"""
The :mod:`chemotools.projection._orthogonal_signal_correction` module
implements the Orthogonal Signal Correction (OSC) technique for preprocessing
spectral data by removing variations orthogonal to the target variable.
"""
# Author: Pau Cabaneros
# License: MIT
import warnings
from numbers import Integral, Real
from typing import Literal, Tuple
import numpy as np
from scipy.linalg import pinv, svd
from sklearn.base import BaseEstimator, TransformerMixin
from sklearn.exceptions import ConvergenceWarning
from sklearn.utils._param_validation import Interval, StrOptions
from sklearn.utils.validation import check_is_fitted, validate_data
[docs]
class OrthogonalSignalCorrection(TransformerMixin, BaseEstimator):
"""
Remove variation in X that is orthogonal to the target y using Orthogonal
Signal Correction (OSC) [1]_ [2]_ [3]_.
OSC identifies and removes spectral components that carry substantial
variance in X yet have no linear relationship with y. Three algorithmic
variants are available:
- **wold**: the original iterative method by Wold et al. (1998), which
alternates between constraining the scores to be orthogonal to y and
re-estimating loadings until convergence [1]_.
- **sjoblom**: a modified iterative scheme by Sjöblom et al. (1998) that
uses the pseudo-inverse of y to enforce orthogonality, often improving
convergence behaviour [2]_.
- **fearn**: a direct, non-iterative formulation by Fearn (2000) that
projects X onto the null space of y before extracting the dominant
singular vectors. This avoids convergence issues entirely [3]_.
The transformer returns the corrected matrix with the same number of
features as the input and is intended as a supervised signal correction
step prior to calibration.
Parameters
----------
n_components : int, default=2
Number of orthogonal components to remove.
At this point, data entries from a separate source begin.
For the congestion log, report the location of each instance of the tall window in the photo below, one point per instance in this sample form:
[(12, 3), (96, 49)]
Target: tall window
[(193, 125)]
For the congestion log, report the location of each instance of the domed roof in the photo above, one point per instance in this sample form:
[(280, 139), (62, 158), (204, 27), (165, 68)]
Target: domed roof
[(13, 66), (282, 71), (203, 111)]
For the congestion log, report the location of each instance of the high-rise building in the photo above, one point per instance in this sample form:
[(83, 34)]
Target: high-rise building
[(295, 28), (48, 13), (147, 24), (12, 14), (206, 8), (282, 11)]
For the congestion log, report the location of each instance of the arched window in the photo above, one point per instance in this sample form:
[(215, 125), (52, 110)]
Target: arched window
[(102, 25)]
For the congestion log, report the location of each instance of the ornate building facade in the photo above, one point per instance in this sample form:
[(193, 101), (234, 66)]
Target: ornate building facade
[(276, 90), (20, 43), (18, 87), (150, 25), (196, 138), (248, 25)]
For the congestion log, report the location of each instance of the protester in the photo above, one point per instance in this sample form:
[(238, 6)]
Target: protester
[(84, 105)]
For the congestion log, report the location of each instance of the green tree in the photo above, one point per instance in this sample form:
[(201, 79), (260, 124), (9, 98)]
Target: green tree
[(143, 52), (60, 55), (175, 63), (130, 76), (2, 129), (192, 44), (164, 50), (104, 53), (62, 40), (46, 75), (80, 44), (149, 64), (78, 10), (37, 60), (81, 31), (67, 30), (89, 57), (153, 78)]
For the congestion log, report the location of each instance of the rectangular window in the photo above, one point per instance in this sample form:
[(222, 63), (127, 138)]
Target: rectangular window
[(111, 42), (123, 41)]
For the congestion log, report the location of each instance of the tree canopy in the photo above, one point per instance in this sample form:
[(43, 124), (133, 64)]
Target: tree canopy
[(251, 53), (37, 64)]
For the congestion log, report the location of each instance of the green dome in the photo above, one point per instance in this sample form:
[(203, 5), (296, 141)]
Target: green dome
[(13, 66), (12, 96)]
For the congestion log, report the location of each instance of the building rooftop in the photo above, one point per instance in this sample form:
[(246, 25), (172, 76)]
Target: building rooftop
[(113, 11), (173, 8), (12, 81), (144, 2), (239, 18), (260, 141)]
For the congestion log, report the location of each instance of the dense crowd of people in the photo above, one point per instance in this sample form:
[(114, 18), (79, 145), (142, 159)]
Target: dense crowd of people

Must be a positive integer.
method : {'wold', 'sjoblom', 'fearn'}, default='wold'
Method for calculating orthogonal components:
- 'wold': Original method by Wold et al. (1998) [1]_
- 'sjoblom': Method by Sjöblom et al. (1998) [2]_
- 'fearn': Method by Fearn (2000) [3]_
max_iter : int, default=500
Maximum number of iterations for the component calculation algorithms.
tol : float, default=1e-06
Tolerance for convergence in the iterative algorithms.
copy : bool, default=True
Whether to copy X and Y in fit before applying centering.
Attributes
----------
mean_X_ : ndarray of shape (n_features,)
The mean of the features in the training data.
mean_y_ : float or ndarray of shape (n_targets,)
The mean of the target variable(s) in the training data.
scores_ : ndarray of shape (n_samples, n_components)
The scores of the orthogonal components.
weights_ : ndarray of shape (n_features, n_components)
The weights of the orthogonal components.
loadings_ : ndarray of shape (n_features, n_components)
The loadings of the orthogonal components.
retained_variance_ratio_ : float
The ratio of variance retained in X after removing the orthogonal components.
removed_variance_ratio_ : float
The ratio of variance removed from X by the orthogonal components.
n_iter_ : ndarray of shape (n_components,)
The number of iterations taken for each component to converge.
References
----------
.. [1] Svante Wold, Henrik Antti, Fredrik Lindgren, Jerker Öhman (1998),
Orthogonal signal correction of near-infrared spectra,
Chemometrics and Intelligent Laboratory Systems,
Volume 44, Issues 1–2, Pages 175-185,
https://doi.org/10.1016/S0169-7439(98)00109-9.
.. [2] Jonas Sjöblom, Olof Svensson, Mats Josefson, Hans Kullberg, Svante Wold
(1998),
An evaluation of orthogonal signal correction applied to calibration transfer of
near infrared spectra,
Chemometrics and Intelligent Laboratory Systems,
Volume 44, Issues 1–2, Pages 229-244,
https://doi.org/10.1016/S0169-7439(98)00112-9.
.. [3] Tom Fearn (2000),
On orthogonal signal correction,
Chemometrics and Intelligent Laboratory Systems,
Volume 50, Issue 1, Pages 47-52,
https://doi.org/10.1016/S0169-7439(99)00045-3.
Examples
--------
Fit and apply OSC to remove variation in `X` that is orthogonal to `y`.
>>> import numpy as np
>>> from chemotools.projection import OrthogonalSignalCorrection
>>> rng = np.random.default_rng(0)
>>> X = rng.normal(size=(8, 5))
>>> y = np.linspace(0, 1, 8)
>>> osc = OrthogonalSignalCorrection(n_components=1, method="wold")
>>> X_osc = osc.fit_transform(X, y)
>>> X_osc.shape
(8, 5)
Multivariate targets are also supported.
>>> y_multi = np.column_stack([y, y**2])
>>> osc = OrthogonalSignalCorrection(n_components=2, method="fearn")
>>> osc.fit(X, y_multi)
OrthogonalSignalCorrection(method='fearn')
The transformer can be used inside a scikit-learn pipeline.
>>> from sklearn.pipeline import make_pipeline
>>> from sklearn.cross_decomposition import PLSRegression
>>> pipe = make_pipeline(
... OrthogonalSignalCorrection(n_components=1, method="sjoblom"),
... PLSRegression(n_components=2),
... )
>>> pipe.fit(X, y)
Pipeline(steps=[('orthogonalsignalcorrection',
OrthogonalSignalCorrection(
method='sjoblom', n_components=1
)),
('plsregression', PLSRegression())])
Notes
-----
OSC is a supervised preprocessing method: the target used during
``fit()`` must be representative of the calibration problem.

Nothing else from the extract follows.